Plot: Bored and rich teen snobs have a bored and rich teen snobs weekend of hunting, shooting, and fishing. They invite some stupid not popular kids to go with them. Bad stuff happens, obviously.
The cover art is beautiful.
In a year overrun by overhyped fantasy, I appreciate a mystery thriller trying to be one of the belles at the YA ball.
I literally laughed out loud at some of the prose. It wasn’t supposed to be funny, but it was beyond corny. The lines felt as though they were lifted from poorly written fan fiction.
Were it not for book club this would have been my second DNF, did not finish, of the year.
The clunky and oddly paced first person past tense and present tense and every other tense narration.
The overall story felt odd, old, and off. It didn’t read like YA. It read like . . . I don’t even know. Something bad.
Our protagonist. Can we actually call her a protagonist since she didn’t actually change over the course of the book. Well, she did grow more and more stupid with every page turn. She was literally “too stupid to live by the final page of the book.” Do you really believe that every adult was in on it with the exception of the man in charge? Your black “friend” is being taken away by evil twins for a holiday weekend and your first instinct is to tell your friends, but not the person in danger? Sorry, what? What are we thinking here? The two white people with beautiful blue eyes and flawless blonde hair hunts the unsuspecting black girl in the sequel? I don’t even know what to say right now. Actually, I do-check the next bullet point.
The icky feeling brought about by the problematic handling of race and racism. Our protagonist lets us know early on that the Medievals, the elitist popular kids, “were not straightforward racists; nothing so simple.” Racism is simple. I’m not even going to try figuring out what it means to be not a straightforward racist. I guess it’s like some of the people marching with torches while shouting racists slurs being good people. Real sweethearts, I’m sure. Can we all agree that we need to stop diminishing, excusing, and giving a pass to racist actions, sentiments, and statements? Just stop.

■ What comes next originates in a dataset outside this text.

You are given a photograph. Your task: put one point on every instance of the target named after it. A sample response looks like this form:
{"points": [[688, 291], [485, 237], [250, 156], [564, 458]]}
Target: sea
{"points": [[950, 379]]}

This book suffered with poor pacing, a lack of tension, and a totally absence of suspense for many reasons. The being the long descriptive passages. For example, imagine you are telling a captive audience about the time you were fighting for your life in the water because a group of insane rich kids are bored by life and desperate to carry on murderous traditions. Does it make sense to interrupt this story for a pages long soliloquy about Robert Downey Jr. playing Sherlock Holmes? The other reason being the reader easily sees everything Greer misses and knows where this book is going before the first chapter ends.
Greer, our protagonist, has an extensive knowledge of films. She likes to compare situations to movie scenes. This little habit starts off as a cute bit of character development, the only bit of character development, but at some point it becomes obnoxious. Not to mention, this isn’t the book you want to read if you haven’t seen every major motion picture of the last 75 years because there are no spoiler warnings to be found.
The breaking of the fourth wall was too inconsistent to be effective. Even if it were consistent, Greer is far too unlikeable for anyone to care. If she had died, I wouldn’t have minded. Her death would have brought the book to an end.
Are we really not telling the police? Really? Seriously? But really?
The magic dress?
Wait? He hates technology and craves the past? What? You are 18. You are technology. Was that a theme? Did I miss something? Did I miss everything? No, no there was nothing to miss.